Once you’ve determined that a brand has some quality assurance, where you buy it may be one of your biggest leverage points for price. If you already know the brand has quality assurance, it’s safe to buy that product from the least expensive source. A more expensive store or website doesn’t add anything to the value of the product inside the bottle.
After you’ve identified products you trust, shop around for discount websites and coupons. Amazon.com frequently carries the same dietary supplement products from different providers at varied costs. Because websites are changing constantly, you may want to conduct a search for “discount vitamins and supplements” to see who some of the most popular sellers are for these products. Groupon.com also frequently provides coupons for online and bricks-and-mortar stores, and you can search there for supplement coupons.
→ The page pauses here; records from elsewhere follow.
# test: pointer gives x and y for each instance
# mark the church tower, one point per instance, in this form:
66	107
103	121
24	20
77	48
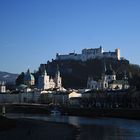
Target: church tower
58	79
43	81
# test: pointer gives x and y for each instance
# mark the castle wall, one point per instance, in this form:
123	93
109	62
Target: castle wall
90	54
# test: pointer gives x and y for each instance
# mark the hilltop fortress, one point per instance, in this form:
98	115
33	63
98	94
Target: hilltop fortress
90	54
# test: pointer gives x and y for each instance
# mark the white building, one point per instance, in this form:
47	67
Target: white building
90	54
108	82
45	82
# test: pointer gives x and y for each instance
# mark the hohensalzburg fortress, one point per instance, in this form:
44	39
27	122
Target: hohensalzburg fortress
90	54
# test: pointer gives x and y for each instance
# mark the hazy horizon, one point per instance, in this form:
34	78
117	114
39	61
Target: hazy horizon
32	31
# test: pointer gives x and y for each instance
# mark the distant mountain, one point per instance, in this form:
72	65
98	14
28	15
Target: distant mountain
8	77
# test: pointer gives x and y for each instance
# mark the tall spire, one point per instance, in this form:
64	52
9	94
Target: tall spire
57	70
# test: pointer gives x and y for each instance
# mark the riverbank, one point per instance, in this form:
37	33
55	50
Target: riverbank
28	129
83	112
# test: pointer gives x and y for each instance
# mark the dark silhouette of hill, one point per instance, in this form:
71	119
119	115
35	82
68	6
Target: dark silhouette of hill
75	73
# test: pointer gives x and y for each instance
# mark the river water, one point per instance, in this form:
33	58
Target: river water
94	128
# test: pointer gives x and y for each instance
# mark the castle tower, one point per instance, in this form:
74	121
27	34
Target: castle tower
110	74
118	54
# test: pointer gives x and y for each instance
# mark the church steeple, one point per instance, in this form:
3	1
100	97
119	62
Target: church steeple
58	78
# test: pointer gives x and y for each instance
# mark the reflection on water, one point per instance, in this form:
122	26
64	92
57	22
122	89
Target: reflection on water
95	129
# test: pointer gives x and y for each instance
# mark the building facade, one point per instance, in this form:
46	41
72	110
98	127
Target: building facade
108	82
90	54
2	87
46	82
29	79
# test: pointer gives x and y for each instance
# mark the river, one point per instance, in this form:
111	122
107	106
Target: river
94	128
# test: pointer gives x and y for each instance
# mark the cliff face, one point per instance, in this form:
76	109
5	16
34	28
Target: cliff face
75	73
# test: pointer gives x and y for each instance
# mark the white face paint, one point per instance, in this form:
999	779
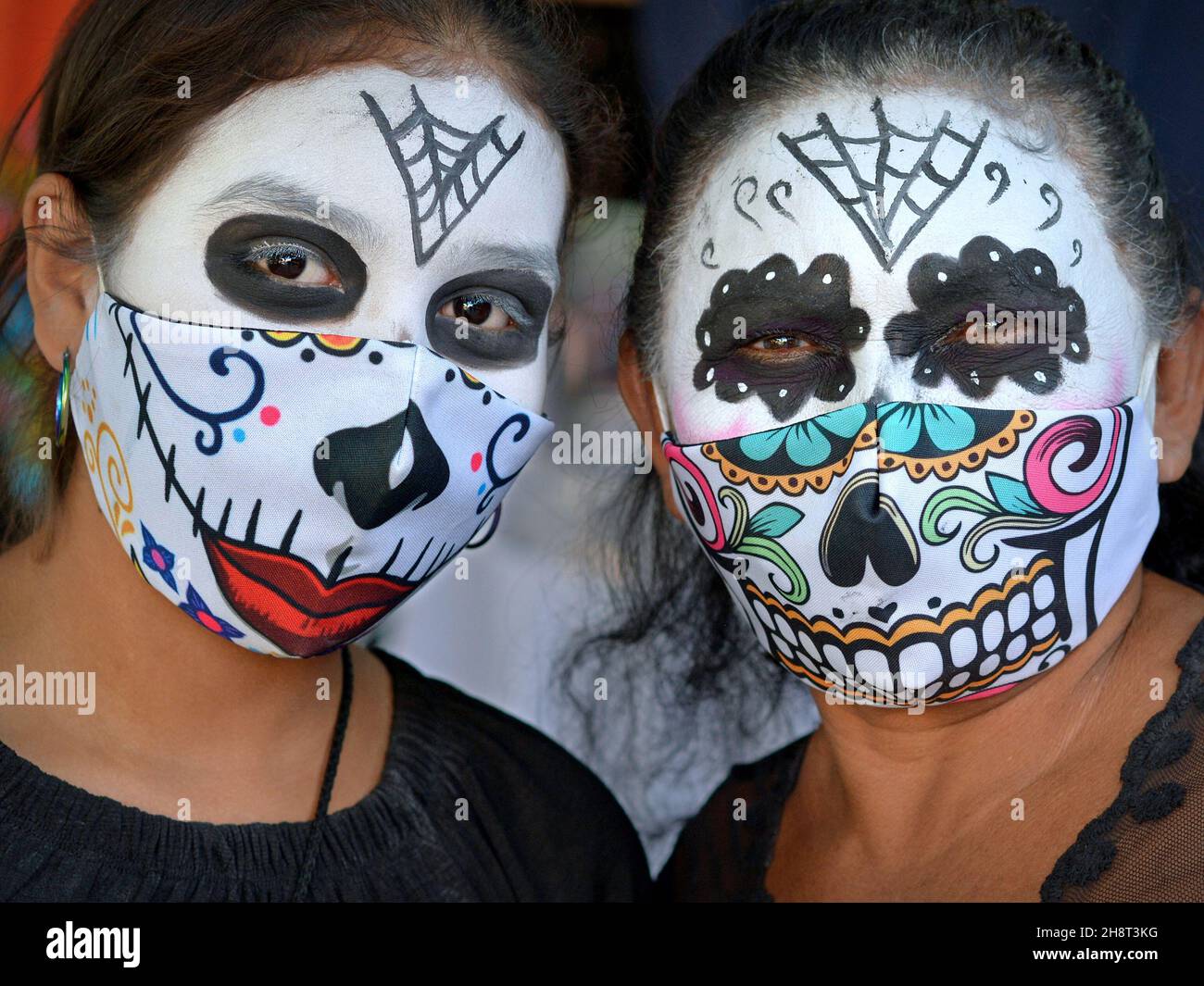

Finding high-quality supplements requires a bit of detective work on the consumer’s part. At Sepalika, we hope to take some of the burden off the consumer by leading you in the right direction and giving you some tools. We believe it’s worth the time and effort up front to identify the products with integrity because the health cost of not doing so is too great, and the benefits to be gained are also too great to ignore.
Two-time Nobel Prize Winner and Celebrated Science Researcher Linus Pauling, who we count as a major inspiration for this site put it succinctly. He said,
“I believe that you can, by taking some simple and inexpensive measures, lead a longer life and extend your years of well-being. My most important recommendation is that you take vitamins every day in optimum amounts to supplement the vitamins that you receive in your food.”
We may pay more for better quality supplements, but the investment is well worth the health savings down the line.